Event Details

On Approximability of NP-hard Optimization Problems

Presenter: Dr. Venkatesh Srinivasan - Postdoctoral Researcher, Max Planck Institute for Informatik (MPI), Germany
Supervisor: Dr. Frank Ruskey, Professor, Computer Science Department

Date: Thu, April 24, 2003
Time: 13:30:00 - 14:30:00
Place: Engineering Office Wing Building (EOW), Room # 430

ABSTRACT

ABSTRACT:

Many optimization problems of theoretical and practical interest are known to be NP-hard. Unless P=NP, there are no polynomial time algorithms that give optimal solutions for these problems. Hence, it is natural to ask if we can design efficient algorithms that give reasonably good solutions on all instances. An algorithm is said to be a C-approximation algorithm if, on all instances, it produces a solution whose cost is within a factor C of the optimum. The theory of approximability of NP-hard optimization problems has been an active area of research in the past decade.

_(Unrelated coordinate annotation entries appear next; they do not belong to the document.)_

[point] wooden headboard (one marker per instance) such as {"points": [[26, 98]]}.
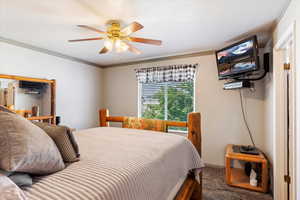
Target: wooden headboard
{"points": [[193, 125]]}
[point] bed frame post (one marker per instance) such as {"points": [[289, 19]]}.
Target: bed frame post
{"points": [[194, 130], [103, 114], [194, 135]]}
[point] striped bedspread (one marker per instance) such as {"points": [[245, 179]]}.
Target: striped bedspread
{"points": [[120, 164]]}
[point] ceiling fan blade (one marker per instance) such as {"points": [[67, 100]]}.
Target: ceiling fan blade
{"points": [[91, 28], [132, 48], [104, 50], [146, 41], [131, 28], [87, 39]]}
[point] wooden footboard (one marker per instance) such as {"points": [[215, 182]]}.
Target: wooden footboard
{"points": [[191, 189]]}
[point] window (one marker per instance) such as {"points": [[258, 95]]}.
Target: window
{"points": [[167, 100]]}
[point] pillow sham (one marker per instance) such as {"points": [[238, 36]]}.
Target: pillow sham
{"points": [[26, 148], [64, 140], [9, 190]]}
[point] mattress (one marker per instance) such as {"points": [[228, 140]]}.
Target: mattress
{"points": [[121, 164]]}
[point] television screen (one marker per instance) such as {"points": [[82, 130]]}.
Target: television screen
{"points": [[238, 59]]}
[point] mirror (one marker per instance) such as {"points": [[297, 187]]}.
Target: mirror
{"points": [[25, 98], [32, 98]]}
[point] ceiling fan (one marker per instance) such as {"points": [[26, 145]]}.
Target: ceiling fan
{"points": [[119, 38]]}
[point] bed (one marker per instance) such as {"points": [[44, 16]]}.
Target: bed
{"points": [[128, 164]]}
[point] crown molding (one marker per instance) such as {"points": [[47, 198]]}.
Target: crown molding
{"points": [[46, 51]]}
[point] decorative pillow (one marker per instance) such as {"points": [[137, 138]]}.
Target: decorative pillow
{"points": [[26, 148], [20, 179], [9, 190], [146, 124], [64, 140]]}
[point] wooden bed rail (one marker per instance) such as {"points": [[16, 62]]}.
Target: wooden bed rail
{"points": [[190, 190], [192, 124]]}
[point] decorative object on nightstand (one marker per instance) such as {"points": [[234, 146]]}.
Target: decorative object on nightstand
{"points": [[258, 178]]}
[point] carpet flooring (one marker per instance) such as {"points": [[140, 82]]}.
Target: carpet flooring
{"points": [[215, 188]]}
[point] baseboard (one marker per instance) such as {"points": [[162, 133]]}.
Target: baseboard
{"points": [[213, 165]]}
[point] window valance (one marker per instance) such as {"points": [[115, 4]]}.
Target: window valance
{"points": [[171, 73]]}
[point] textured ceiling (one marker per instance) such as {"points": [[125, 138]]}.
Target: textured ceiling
{"points": [[184, 26]]}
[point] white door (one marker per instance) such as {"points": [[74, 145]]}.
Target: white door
{"points": [[284, 118]]}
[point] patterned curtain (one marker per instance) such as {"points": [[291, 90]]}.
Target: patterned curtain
{"points": [[171, 73]]}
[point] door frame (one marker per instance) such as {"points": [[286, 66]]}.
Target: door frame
{"points": [[279, 122]]}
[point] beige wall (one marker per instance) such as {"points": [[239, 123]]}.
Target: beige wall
{"points": [[79, 86], [221, 114]]}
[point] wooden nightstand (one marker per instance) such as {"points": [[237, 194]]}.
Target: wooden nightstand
{"points": [[237, 177]]}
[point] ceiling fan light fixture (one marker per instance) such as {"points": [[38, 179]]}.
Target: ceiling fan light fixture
{"points": [[120, 46], [119, 38], [108, 43]]}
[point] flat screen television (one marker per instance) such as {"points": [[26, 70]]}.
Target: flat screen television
{"points": [[238, 59]]}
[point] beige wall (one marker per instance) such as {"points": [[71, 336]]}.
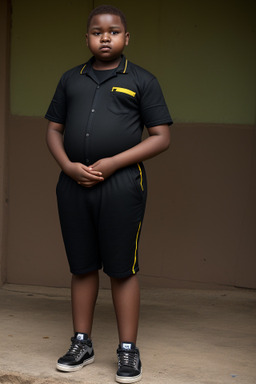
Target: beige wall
{"points": [[200, 225], [4, 114]]}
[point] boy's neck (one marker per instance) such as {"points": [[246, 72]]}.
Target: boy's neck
{"points": [[105, 65]]}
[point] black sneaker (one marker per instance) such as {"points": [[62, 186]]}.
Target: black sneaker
{"points": [[129, 364], [79, 354]]}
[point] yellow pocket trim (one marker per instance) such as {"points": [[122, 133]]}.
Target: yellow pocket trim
{"points": [[141, 179], [124, 90]]}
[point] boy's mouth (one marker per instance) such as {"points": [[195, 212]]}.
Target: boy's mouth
{"points": [[105, 48]]}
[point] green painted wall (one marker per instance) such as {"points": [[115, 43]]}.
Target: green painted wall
{"points": [[203, 53]]}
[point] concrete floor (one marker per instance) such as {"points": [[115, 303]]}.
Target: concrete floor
{"points": [[186, 336]]}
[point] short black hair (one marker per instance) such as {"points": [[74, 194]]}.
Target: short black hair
{"points": [[107, 9]]}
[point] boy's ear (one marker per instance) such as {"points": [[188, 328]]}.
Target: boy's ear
{"points": [[127, 38]]}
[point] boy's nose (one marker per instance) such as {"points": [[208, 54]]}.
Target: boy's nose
{"points": [[105, 37]]}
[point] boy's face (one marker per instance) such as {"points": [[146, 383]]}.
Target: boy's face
{"points": [[106, 37]]}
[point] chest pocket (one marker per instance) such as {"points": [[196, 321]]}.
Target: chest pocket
{"points": [[122, 100]]}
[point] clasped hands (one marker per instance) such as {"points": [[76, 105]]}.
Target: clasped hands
{"points": [[92, 175]]}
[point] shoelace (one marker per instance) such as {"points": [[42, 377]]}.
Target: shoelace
{"points": [[128, 359], [76, 347]]}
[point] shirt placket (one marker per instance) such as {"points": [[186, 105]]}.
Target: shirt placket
{"points": [[89, 126]]}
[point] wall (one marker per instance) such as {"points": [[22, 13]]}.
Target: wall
{"points": [[199, 228], [4, 113]]}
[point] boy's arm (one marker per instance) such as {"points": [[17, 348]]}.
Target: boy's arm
{"points": [[77, 171], [157, 142]]}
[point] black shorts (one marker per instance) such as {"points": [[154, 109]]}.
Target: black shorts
{"points": [[102, 225]]}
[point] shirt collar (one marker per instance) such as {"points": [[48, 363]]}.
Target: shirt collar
{"points": [[122, 68]]}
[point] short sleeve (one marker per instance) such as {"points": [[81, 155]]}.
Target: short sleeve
{"points": [[57, 109], [154, 110]]}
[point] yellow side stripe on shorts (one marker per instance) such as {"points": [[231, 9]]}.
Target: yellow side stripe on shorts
{"points": [[124, 90], [141, 178], [136, 249], [125, 67]]}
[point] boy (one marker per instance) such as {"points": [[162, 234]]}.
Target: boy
{"points": [[102, 106]]}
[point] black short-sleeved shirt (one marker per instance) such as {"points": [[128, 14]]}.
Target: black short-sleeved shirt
{"points": [[103, 119]]}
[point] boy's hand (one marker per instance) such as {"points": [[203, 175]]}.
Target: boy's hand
{"points": [[86, 176], [106, 166]]}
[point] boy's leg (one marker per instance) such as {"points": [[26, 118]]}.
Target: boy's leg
{"points": [[84, 292], [126, 299]]}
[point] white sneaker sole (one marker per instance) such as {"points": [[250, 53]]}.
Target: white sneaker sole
{"points": [[67, 368], [127, 380]]}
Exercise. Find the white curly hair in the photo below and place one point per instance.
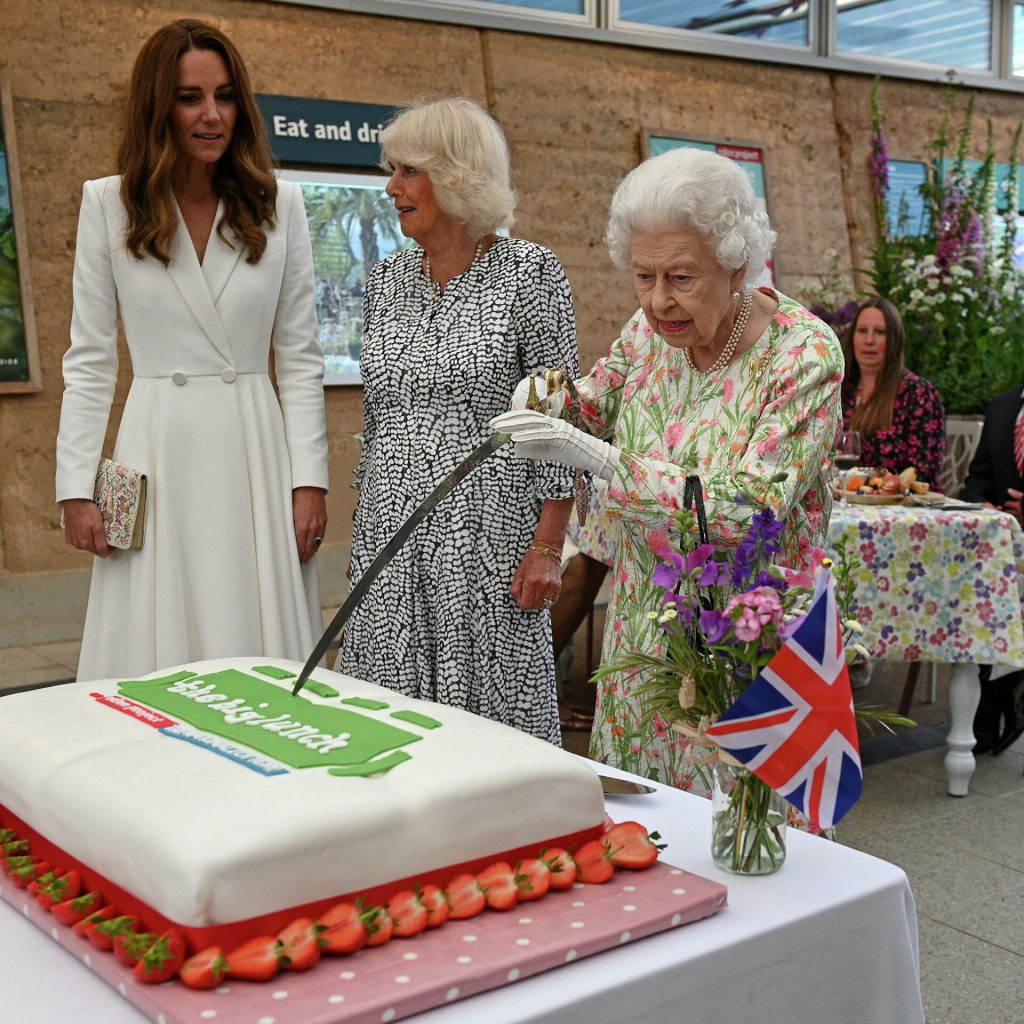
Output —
(691, 188)
(463, 151)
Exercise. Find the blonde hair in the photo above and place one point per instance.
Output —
(464, 153)
(691, 188)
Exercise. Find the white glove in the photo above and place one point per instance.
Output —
(538, 436)
(552, 407)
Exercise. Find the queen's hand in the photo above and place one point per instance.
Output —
(540, 437)
(551, 404)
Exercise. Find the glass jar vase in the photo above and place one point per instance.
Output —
(749, 822)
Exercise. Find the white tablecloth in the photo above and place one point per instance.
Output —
(832, 937)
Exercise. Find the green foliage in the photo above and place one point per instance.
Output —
(955, 285)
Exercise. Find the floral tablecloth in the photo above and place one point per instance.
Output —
(937, 585)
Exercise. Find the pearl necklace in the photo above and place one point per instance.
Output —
(734, 335)
(435, 288)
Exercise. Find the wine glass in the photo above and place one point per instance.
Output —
(847, 456)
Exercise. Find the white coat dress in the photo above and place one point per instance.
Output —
(218, 573)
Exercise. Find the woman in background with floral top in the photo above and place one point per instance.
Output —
(898, 414)
(710, 377)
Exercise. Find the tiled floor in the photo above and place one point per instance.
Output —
(965, 856)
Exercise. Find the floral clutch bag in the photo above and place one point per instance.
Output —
(121, 496)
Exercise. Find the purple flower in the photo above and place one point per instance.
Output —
(714, 574)
(665, 576)
(879, 167)
(714, 626)
(698, 556)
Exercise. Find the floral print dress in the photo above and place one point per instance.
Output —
(918, 436)
(759, 433)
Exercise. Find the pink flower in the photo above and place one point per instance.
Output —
(657, 541)
(674, 433)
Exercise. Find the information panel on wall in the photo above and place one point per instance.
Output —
(331, 132)
(751, 158)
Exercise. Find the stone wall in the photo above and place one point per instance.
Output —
(573, 113)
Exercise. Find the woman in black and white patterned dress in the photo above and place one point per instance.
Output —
(460, 615)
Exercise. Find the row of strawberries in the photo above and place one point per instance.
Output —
(345, 928)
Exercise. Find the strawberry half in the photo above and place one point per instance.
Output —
(594, 861)
(561, 867)
(632, 847)
(129, 946)
(13, 848)
(102, 934)
(433, 898)
(498, 884)
(205, 970)
(66, 887)
(344, 929)
(255, 960)
(379, 927)
(465, 897)
(24, 870)
(103, 913)
(532, 879)
(42, 881)
(408, 913)
(71, 911)
(299, 944)
(162, 960)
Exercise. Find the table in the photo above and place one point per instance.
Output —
(833, 936)
(939, 585)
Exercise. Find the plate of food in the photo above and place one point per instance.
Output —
(876, 486)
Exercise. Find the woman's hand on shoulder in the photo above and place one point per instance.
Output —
(309, 515)
(84, 526)
(537, 581)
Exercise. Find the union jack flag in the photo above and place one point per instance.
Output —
(794, 726)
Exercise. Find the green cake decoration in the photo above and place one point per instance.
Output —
(415, 718)
(255, 714)
(369, 704)
(321, 689)
(273, 672)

In this talk, I will survey some of the basic techniques used in designing approximation algorithms and proving hardness of approximation results. I will then describe my recent results in this area by focusing on the following NP-hard optimization problem.

Given a set of points in a high-dimensional Euclidean space, the goal is to output the best lower-dimensional subspace that describes this set of points.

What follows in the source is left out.